Specifies the task using the Unitxt recipe format: * card: Use the name to specify a Unitxt card or custom for a custom card name: Specifies a Unitxt card from the Unitxt catalog. Use the card’s ID as the value. For example, the ID of Wnli card is cards.wnli. custom: Defines and uses a custom card. The value is a JSON object that contains the custom dataset. For more information about creating a custom card, see the Unitxt documentation. If the dataset used by the custom card needs an API key from an environment variable or a persistent volume, set up corresponding resources in the pod field. * template: Specifies a Unitxt template from the Unitxt catalog. Use the template’s ID as the value. * task (optional): Specifies a Unitxt task from the Unitxt catalog. Use the task’s ID as the value. A Unitxt card has a predefined task. Only specify a value for this if you want to run a different task. * metrics (optional): Specifies a Unitxt task from the Unitxt catalog. Use the metric’s ID as the value. A Unitxt task has a set of pre-defined metrics. Only specify a set of metrics if you need different metrics. * format (optional): Specifies a Unitxt format from the Unitxt catalog. Use the format’s ID as the value. * loaderLimit (optional): Specifies the maximum number of instances per stream to be returned from the loader. You can use this parameter to reduce loading time in large datasets. * numDemos (optional): Number of few-shot to be used. * demosPoolSize (optional): Size of the few-shot pool.

numFewShot

Sets the number of few-shot examples to place in context. If you are using a task from Unitxt, do not use this field. Use numDemos under the taskRecipes instead.

limit

Set a limit to run the tasks instead of running the entire dataset. Accepts either an integer or a float between 0.0 and 1.0.

genArgs

Maps to the --gen_kwargs parameter for the lm-evaluation-harness. For more information, see the lm-evaluation-harness documentation.

logSamples

If this flag is passed, then the model’s outputs and the text fed into the model will be saved at per-document granularity.

batchSize

Specifies the batch size for the evaluation in integer format.

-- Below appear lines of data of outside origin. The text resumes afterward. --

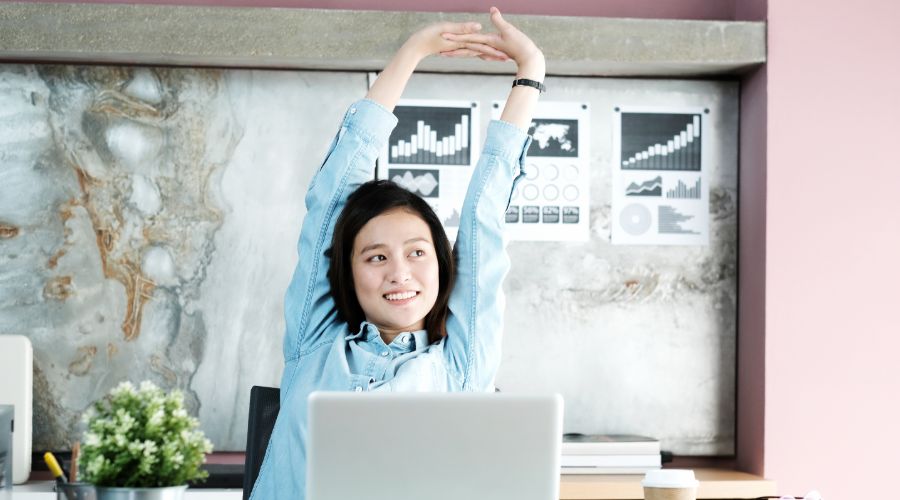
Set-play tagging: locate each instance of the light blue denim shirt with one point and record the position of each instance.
(321, 354)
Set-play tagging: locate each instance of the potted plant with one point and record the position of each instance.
(141, 444)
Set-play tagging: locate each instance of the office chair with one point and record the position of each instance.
(265, 402)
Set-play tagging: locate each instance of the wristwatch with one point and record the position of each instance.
(530, 83)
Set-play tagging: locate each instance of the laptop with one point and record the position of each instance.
(435, 446)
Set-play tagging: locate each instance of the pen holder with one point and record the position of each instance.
(76, 491)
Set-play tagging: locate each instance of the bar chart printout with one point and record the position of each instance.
(660, 196)
(431, 152)
(551, 199)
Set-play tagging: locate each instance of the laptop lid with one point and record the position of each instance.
(439, 446)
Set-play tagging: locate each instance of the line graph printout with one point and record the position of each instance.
(660, 185)
(551, 202)
(432, 152)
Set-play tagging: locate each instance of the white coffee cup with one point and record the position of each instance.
(670, 484)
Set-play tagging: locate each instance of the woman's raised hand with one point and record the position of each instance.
(431, 40)
(508, 40)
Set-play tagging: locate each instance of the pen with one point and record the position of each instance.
(54, 467)
(73, 467)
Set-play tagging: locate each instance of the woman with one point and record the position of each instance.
(383, 308)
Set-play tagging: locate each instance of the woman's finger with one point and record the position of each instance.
(491, 58)
(461, 28)
(460, 53)
(486, 38)
(494, 55)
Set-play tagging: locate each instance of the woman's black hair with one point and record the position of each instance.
(369, 201)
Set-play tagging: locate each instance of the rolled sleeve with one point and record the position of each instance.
(371, 121)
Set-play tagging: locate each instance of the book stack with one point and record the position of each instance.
(609, 454)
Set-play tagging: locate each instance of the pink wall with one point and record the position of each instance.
(833, 243)
(667, 9)
(751, 366)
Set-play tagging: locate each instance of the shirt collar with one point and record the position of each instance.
(404, 342)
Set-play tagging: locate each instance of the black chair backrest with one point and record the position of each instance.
(265, 402)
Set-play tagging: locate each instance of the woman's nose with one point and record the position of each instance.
(399, 272)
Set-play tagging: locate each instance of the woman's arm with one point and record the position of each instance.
(365, 129)
(475, 326)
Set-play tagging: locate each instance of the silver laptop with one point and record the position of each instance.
(435, 446)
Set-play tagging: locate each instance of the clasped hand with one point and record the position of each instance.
(466, 40)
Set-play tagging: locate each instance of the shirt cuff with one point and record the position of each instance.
(371, 121)
(506, 141)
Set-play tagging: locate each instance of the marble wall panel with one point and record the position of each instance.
(148, 226)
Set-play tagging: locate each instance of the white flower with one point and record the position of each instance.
(123, 388)
(91, 439)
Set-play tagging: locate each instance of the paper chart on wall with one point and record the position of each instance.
(660, 176)
(432, 152)
(551, 202)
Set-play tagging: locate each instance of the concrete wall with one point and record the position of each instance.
(832, 244)
(669, 9)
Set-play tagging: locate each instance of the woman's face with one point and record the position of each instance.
(395, 271)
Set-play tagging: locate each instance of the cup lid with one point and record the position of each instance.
(670, 478)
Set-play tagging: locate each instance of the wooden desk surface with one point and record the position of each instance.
(714, 483)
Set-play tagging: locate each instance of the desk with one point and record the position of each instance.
(714, 483)
(718, 484)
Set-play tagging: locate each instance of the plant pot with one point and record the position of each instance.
(166, 493)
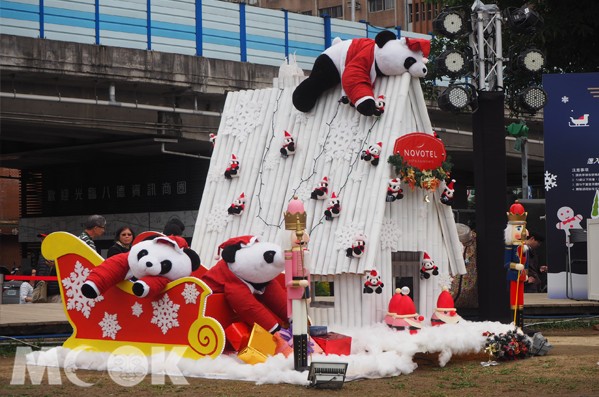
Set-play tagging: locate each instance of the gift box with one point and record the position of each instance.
(334, 343)
(260, 345)
(318, 330)
(238, 335)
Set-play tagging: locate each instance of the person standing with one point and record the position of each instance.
(516, 259)
(122, 241)
(95, 226)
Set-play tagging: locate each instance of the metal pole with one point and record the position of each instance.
(524, 148)
(481, 51)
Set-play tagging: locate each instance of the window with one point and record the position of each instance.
(333, 12)
(323, 294)
(380, 5)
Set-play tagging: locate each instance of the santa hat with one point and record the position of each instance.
(419, 45)
(446, 310)
(402, 306)
(360, 237)
(450, 184)
(445, 300)
(244, 241)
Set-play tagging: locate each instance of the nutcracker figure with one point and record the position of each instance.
(515, 259)
(297, 280)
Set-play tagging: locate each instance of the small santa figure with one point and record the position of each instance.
(288, 145)
(402, 313)
(232, 170)
(428, 267)
(445, 313)
(373, 153)
(394, 191)
(322, 190)
(238, 206)
(567, 220)
(334, 208)
(380, 105)
(358, 247)
(373, 283)
(447, 195)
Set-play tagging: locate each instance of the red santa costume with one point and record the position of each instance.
(264, 304)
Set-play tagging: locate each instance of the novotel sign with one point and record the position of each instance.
(421, 150)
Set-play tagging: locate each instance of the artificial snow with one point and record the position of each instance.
(377, 351)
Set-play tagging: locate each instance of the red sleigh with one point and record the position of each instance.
(184, 319)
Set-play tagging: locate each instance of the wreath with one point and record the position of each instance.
(511, 345)
(413, 176)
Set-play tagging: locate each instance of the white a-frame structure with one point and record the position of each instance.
(329, 142)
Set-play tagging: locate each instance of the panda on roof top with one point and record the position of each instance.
(356, 64)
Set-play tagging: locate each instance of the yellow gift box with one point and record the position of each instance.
(261, 345)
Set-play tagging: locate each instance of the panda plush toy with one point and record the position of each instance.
(246, 274)
(154, 260)
(356, 63)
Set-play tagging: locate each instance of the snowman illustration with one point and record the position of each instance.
(568, 221)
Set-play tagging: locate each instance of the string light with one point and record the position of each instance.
(314, 163)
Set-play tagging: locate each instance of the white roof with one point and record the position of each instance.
(329, 141)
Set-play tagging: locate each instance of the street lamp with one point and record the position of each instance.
(453, 63)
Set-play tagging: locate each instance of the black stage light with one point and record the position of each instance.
(452, 23)
(523, 20)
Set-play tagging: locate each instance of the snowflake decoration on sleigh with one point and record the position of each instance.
(72, 286)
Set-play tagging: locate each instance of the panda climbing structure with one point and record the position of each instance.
(154, 260)
(356, 64)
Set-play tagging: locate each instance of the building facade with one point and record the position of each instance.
(413, 15)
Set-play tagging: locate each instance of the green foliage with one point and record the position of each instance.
(568, 37)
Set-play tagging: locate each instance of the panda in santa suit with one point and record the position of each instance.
(356, 64)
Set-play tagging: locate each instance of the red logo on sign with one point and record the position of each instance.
(421, 150)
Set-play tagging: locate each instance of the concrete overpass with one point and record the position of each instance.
(63, 100)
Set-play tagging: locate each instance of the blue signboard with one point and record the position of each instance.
(571, 127)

The auto:N batch size is not used for API models, but numeric batch sizes are used for APIs.

pod

Specifies extra information for the lm-eval job’s pod. * container: Specifies additional container settings for the lm-eval container. env: Specifies environment variables. This parameter uses the EnvVar data structure of Kubernetes. volumeMounts: Mounts the volumes into the lm-eval container ** resources: Specify the resources for the lm-eval container. * volumes: Specifies the volume information for the lm-eval and other containers. This parameter uses the Volume data structure of Kubernetes. * sideCars: A list of containers that run along with the lm-eval container. It uses the Container data structure of Kubernetes.

outputs

This parameter defines a custom output location to store the the evaluation results. Only Persistent Volume Claims (PVC) are supported.

outputs.pvcManaged

Creates an operator-managed PVC to store this job’s results. The PVC is named <job-name>-pvc and is owned by the LMEvalJob. After the job finishes, the PVC is still be available, but it is deleted with the LMEvalJob. Supports the following fields:

* size: The PVC’s size, compatible with standard PVC syntax (for example, 5Gi)

outputs.pvcName

Binds an existing PVC to a job by specifying its name. The PVC must be created separately and must already exist when creating the job.